Scandale chez les von Matt. Cette pauvre fille un peu frappée trompait en plus son mari!
Art conceptuel
«Je pense te couronner tes jours de fleurs et de plaisir, toi qui diriges tout, toi qui sais tout», écrit Annemarie à son époux Hans, lors du Noël 1940, dans une lettre-collage. Pour le mari, elle choisit le français, langue «noble» d’alors, qu’elle a appris quand elle faisait la nounou en Suisse romande. Pour l’amant, auquel elle écrit peu ou prou la même lettre-collage, elle choisit l’allemand. Témoignage bouleversant d’un amour complexe.
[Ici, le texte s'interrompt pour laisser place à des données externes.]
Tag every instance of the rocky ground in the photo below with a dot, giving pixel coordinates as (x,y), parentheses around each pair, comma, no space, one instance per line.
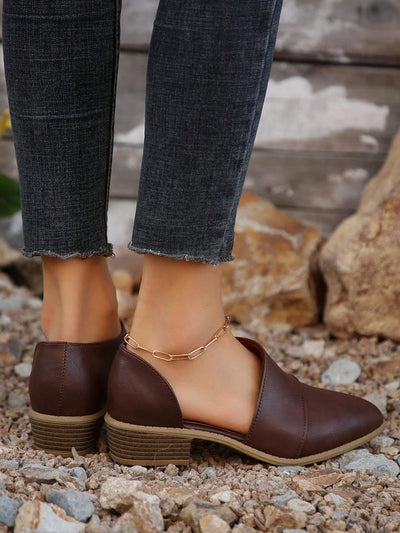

Le temps a passé. Les von Matt ont couru voir l’exposition consacrée à Annemarie au musée de Nidwald, «et ils sont très fiers de la voir aujourd’hui célébrée à Paris», constate Patrizia Keller. L’expo n’insiste pas sur ces éléments biographiques. «On a trop tendance à s’intéresser à la vie privée des artistes femmes, comme si leur vie artistique ne suffisait pas», rétorque Claire Hoffmann.
De ses travaux, précurseurs de l’art conceptuel nous dit le Dictionnaire historique de la SuisseLien externe, se dégage une très grande liberté. Preuve que les territoires les plus «reculés» peuvent accoucher des artistes les plus innovants.